A: As I have already said, my father was an extremely positive influence on me. He didn’t have the benefit of going to school past 13; he had to go off and earn money. There were six children in his family, and they lived in the East End, and obviously with his parents having come from Russia in 1899 with nothing, he had to go out there and learn a living for his family as a whole. He got a violin scholarship at the Royal College of Music; he could recite Shakespeare fluently to his dying day – and I’m not talking about one or two quotations, but a lot of it – he had a marvellous memory. So I think that’s what I was influenced by, and I spoke to my father while he was alive, maybe three or four or five times a day. This was before mobile phones, on fixed lines. So I would say those were the influences: spoilt only child in a Jewish family in North West London.

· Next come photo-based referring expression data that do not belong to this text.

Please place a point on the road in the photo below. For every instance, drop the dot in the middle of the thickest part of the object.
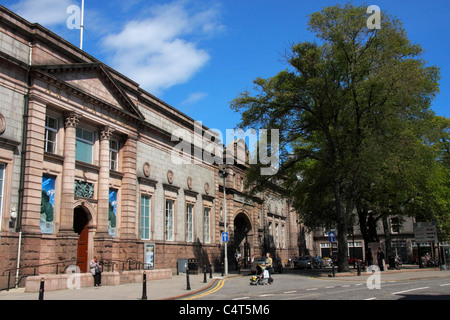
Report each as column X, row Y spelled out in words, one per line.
column 298, row 285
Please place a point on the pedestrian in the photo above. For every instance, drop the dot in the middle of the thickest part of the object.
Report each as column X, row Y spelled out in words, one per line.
column 95, row 270
column 269, row 267
column 380, row 259
column 369, row 257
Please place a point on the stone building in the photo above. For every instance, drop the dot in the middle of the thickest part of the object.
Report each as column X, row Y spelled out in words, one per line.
column 87, row 168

Q: Is there anything which you wish you had which you didn’t do when you were my age?
A: Open the batting for England.

Q: Who is the most interesting person you have met and why?
A: I would put my father there, so I wouldn’t have to have travelled. I could have stayed in the ghetto in Golders Green to see him. I would put him first, but then there were two other people I was heavily influenced by.

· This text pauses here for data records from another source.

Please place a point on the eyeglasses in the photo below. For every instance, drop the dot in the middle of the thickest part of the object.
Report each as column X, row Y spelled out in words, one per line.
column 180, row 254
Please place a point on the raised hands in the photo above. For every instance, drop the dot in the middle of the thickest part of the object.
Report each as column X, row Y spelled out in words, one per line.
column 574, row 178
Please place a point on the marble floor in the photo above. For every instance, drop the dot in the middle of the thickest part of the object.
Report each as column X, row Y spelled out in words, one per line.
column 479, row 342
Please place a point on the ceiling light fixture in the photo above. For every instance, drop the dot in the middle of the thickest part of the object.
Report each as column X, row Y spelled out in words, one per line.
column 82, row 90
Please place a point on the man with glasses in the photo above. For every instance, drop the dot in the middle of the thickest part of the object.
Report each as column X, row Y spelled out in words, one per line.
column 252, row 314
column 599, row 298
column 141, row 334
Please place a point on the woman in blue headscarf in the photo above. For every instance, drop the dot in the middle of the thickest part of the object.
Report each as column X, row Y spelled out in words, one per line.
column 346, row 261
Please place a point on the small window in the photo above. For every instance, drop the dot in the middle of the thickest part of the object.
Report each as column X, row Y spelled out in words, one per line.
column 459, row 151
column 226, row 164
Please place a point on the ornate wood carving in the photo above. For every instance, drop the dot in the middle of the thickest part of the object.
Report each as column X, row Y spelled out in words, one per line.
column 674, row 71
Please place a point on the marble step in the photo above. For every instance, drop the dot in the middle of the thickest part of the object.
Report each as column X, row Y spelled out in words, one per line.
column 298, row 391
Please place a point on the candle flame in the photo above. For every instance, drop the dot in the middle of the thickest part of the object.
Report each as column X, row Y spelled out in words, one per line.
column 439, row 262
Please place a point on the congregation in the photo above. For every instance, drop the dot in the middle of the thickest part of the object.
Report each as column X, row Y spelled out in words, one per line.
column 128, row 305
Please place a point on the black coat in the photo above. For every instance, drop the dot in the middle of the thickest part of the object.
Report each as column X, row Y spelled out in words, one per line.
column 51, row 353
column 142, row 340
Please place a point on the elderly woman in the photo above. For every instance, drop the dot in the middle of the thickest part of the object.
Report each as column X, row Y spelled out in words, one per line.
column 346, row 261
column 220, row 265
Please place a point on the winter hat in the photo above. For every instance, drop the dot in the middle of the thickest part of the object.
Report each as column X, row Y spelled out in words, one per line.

The first was a man called Sir Jules Thorn, who started Thorn Electrical Industries. He came from Vienna between the two World Wars and he started a fluorescent tube factory in Enfield, and then developed radio and TV. He did a deal with Sylvania Corporation, which was part of General Telephone to produce colour TVs. He knew my father well, because my father ran about 750 radio and electrical stores, and my father bought heavily from Thorn Electrical. Sir Jules was a lovely man, smaller than I was, but he had tremendous energy and ability, and he built a wonderful company. As I said, he arrived in the UK from Vienna as a persecuted Jew, and he built an amazing company.
The second person would be Arnold Weinstock, who ran the English General Electric Company. I think that he was the best industrialist of his time. I had lunch with him before he died, and he admitted that he felt he’d been a little bit too conservative, too cash orientated, and not enough investment. He favoured joint ventures rather than taking the risk of going in alone, and he acknowledged that joint ventures are not as good as they could be, because you don’t have control. But he started a company called Radio & Allied, which was owned by the Sobells. He married the boss’s daughter and became head of the company, and then built it into an industrial giant.
I’ve had the privilege of meeting a lot of interesting people, but those two people, still to my mind, have the greatest influence on me. When I was at university, it was ’64, I went to the Democratic convention, and I met Bobby Kennedy. His brother had been assassinated the year before, and he was to be assassinated not long after. So there have been people like that. Also, I would say Macri, who is the President of Argentina, Modi, all these people make a big impression on you, people like Bill Clinton, with all their strengths and weaknesses. But I would go back to those two as being the main ones. I spent a lot of time with them, more with Thorn than with Weinstock. I would say Thorn after my dad would be the one.